In addition to STT, tax is also deducted at source (TDS) from your capital gains. TDS is a tax that is deducted by the payer before making a payment, and it is deposited with the government. TDS on capital gains is applicable only for NRIs (Non-Resident Indians), and the rate is generally 20%.
Indexation is a technique used to adjust the purchase price of an asset for inflation. This is important because inflation erodes the value of money over time, and it can result in a higher tax liability for long-term capital gains. Indexation benefit is available for LTCG on non-equity assets such as debt mutual funds, bonds, and real estate. However, the benefit of indexation for the calculation of LTCG on debt mutual funds has been eliminated by the Central govt for investments made on or after April 1, 2023.
For example, if you bought a bond for Rs 10,000 in 2010 and sold it in 2022 for Rs 15,000, your capital gain would be Rs. 5,000. However, if you factor in inflation, the purchase price of the bond in 2010 would be higher.
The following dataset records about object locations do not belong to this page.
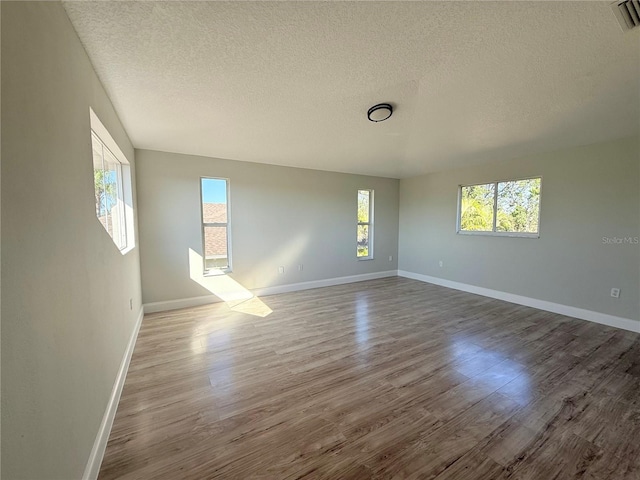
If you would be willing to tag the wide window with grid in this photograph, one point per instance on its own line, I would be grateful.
(509, 208)
(364, 240)
(112, 186)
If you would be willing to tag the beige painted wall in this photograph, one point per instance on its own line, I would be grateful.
(588, 193)
(65, 313)
(280, 216)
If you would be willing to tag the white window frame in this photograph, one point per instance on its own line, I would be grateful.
(493, 232)
(369, 223)
(124, 181)
(227, 225)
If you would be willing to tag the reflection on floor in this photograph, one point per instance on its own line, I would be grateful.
(389, 378)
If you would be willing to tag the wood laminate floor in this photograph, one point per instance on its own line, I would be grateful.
(389, 378)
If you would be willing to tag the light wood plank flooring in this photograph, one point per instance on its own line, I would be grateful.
(389, 378)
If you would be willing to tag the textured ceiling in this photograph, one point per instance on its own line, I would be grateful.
(289, 83)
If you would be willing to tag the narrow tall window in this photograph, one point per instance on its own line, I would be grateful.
(501, 208)
(364, 241)
(215, 225)
(112, 186)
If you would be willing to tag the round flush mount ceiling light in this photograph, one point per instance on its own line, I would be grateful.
(380, 112)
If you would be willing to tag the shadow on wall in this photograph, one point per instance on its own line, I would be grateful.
(237, 298)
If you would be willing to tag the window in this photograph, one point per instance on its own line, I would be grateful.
(501, 208)
(364, 242)
(215, 225)
(112, 186)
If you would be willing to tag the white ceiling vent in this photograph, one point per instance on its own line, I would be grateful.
(628, 13)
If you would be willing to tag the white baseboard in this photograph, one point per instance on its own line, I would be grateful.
(603, 318)
(100, 444)
(265, 291)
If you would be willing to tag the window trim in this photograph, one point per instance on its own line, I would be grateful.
(494, 233)
(124, 180)
(217, 271)
(370, 223)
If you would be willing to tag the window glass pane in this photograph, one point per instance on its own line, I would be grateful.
(215, 247)
(476, 208)
(214, 200)
(518, 206)
(363, 206)
(363, 241)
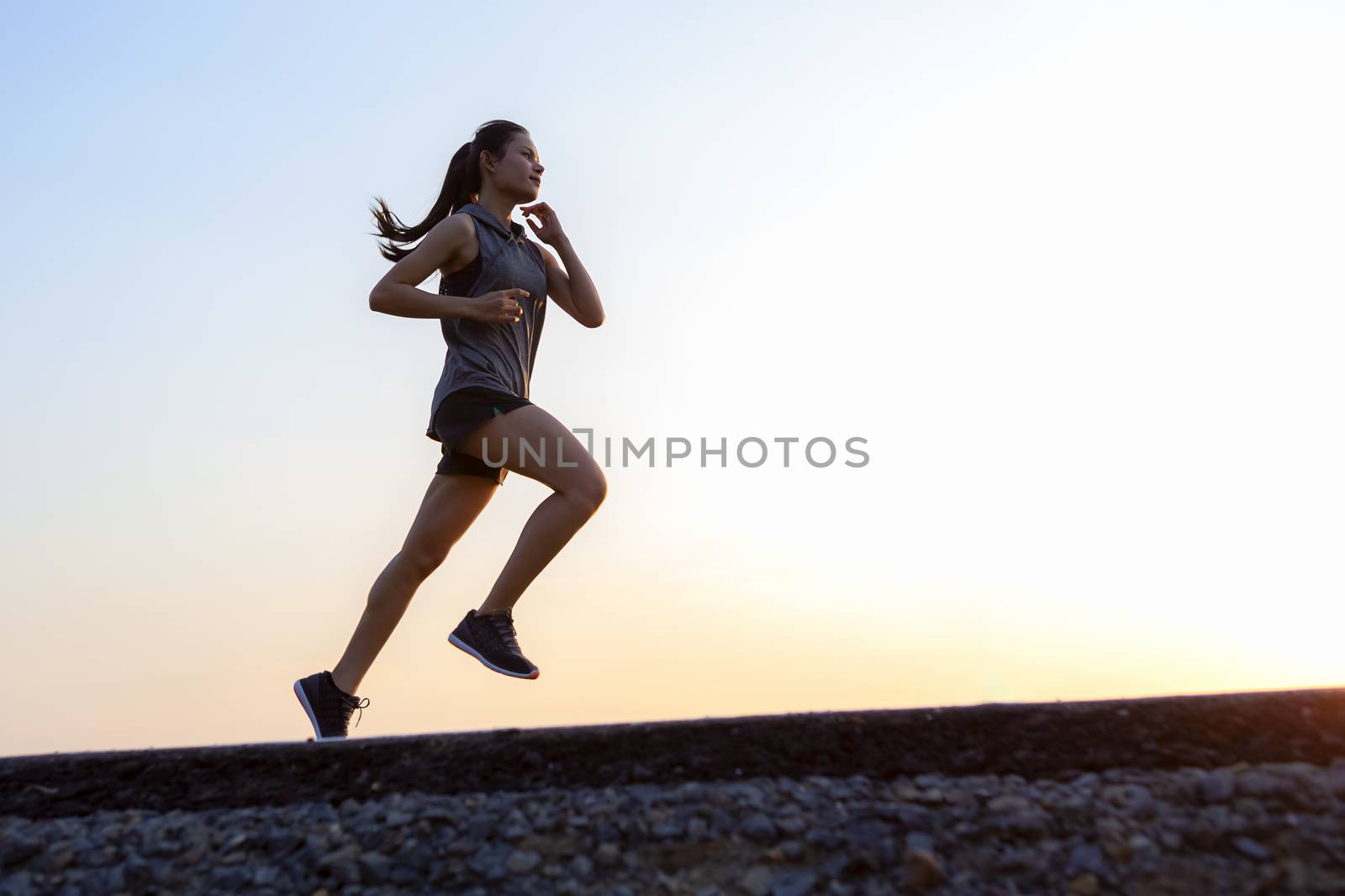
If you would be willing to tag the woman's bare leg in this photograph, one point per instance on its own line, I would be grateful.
(451, 505)
(578, 490)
Suppose the inflation rate for the period was 5%. In that case, the indexed cost of the bond would be Rs. 13,440, and the capital gain would be Rs. 1,560. The LTCG tax on this capital gain would be 10%, which is Rs. 156.
Tax Saving Strategies:
There are various tax-saving strategies that investors can use to reduce their tax liability on capital gains. One of these strategies is to invest in tax-saving instruments such as Equity-Linked Saving Scheme (ELSS) mutual funds and Public Provident Fund (PPF). ELSS funds have a lock-in period of three years, and investments in PPF are eligible for tax deductions under Section 80C of the Income Tax Act.
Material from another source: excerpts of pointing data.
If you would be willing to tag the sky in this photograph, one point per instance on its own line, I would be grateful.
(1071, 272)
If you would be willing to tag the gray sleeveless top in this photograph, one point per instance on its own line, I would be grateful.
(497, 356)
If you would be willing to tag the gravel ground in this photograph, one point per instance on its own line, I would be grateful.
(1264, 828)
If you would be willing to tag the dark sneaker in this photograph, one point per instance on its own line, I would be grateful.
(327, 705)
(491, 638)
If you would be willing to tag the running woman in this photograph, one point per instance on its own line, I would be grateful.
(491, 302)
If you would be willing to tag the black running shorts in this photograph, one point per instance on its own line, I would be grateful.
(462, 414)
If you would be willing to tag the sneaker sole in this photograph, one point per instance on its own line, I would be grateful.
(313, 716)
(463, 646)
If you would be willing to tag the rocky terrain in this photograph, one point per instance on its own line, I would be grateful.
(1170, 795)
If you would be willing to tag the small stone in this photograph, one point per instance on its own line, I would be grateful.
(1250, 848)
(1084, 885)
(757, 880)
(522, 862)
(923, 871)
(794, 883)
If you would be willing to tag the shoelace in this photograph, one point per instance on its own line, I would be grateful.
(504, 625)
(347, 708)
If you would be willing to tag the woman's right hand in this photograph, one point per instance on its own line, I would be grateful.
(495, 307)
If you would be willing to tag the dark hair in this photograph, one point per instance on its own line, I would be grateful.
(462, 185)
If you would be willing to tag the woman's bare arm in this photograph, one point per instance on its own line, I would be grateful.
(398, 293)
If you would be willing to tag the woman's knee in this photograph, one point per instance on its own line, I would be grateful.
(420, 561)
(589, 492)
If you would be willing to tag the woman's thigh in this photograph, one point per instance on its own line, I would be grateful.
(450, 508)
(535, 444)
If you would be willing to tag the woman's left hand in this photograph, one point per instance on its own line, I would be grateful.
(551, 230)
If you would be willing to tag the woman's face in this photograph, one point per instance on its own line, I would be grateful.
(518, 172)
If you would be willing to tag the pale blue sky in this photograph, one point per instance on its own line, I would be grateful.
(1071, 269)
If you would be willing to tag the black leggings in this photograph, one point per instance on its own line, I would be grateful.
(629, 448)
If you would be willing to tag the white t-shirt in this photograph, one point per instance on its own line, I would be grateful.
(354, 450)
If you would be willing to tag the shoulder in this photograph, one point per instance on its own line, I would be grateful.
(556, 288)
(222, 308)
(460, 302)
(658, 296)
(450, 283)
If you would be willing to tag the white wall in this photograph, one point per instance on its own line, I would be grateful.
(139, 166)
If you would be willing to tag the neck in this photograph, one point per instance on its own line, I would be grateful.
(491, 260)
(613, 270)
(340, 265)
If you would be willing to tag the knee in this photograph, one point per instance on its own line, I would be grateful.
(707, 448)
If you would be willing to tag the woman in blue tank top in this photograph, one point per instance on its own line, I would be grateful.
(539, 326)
Another strategy is to invest in tax-free bonds. These bonds are issued by government entities and pay interest that is tax-free. The capital gains from selling tax-free bonds are also tax-free.
Investing in the stock market can be a great way to grow your wealth, but it’s important to understand how gains from these investments are taxed in India. Beginners should be aware of the different tax rates for short-term and long-term capital gains, the tax deducted at source, and the benefits of indexation. By using tax-saving strategies, investors can reduce their tax liability and maximize their returns.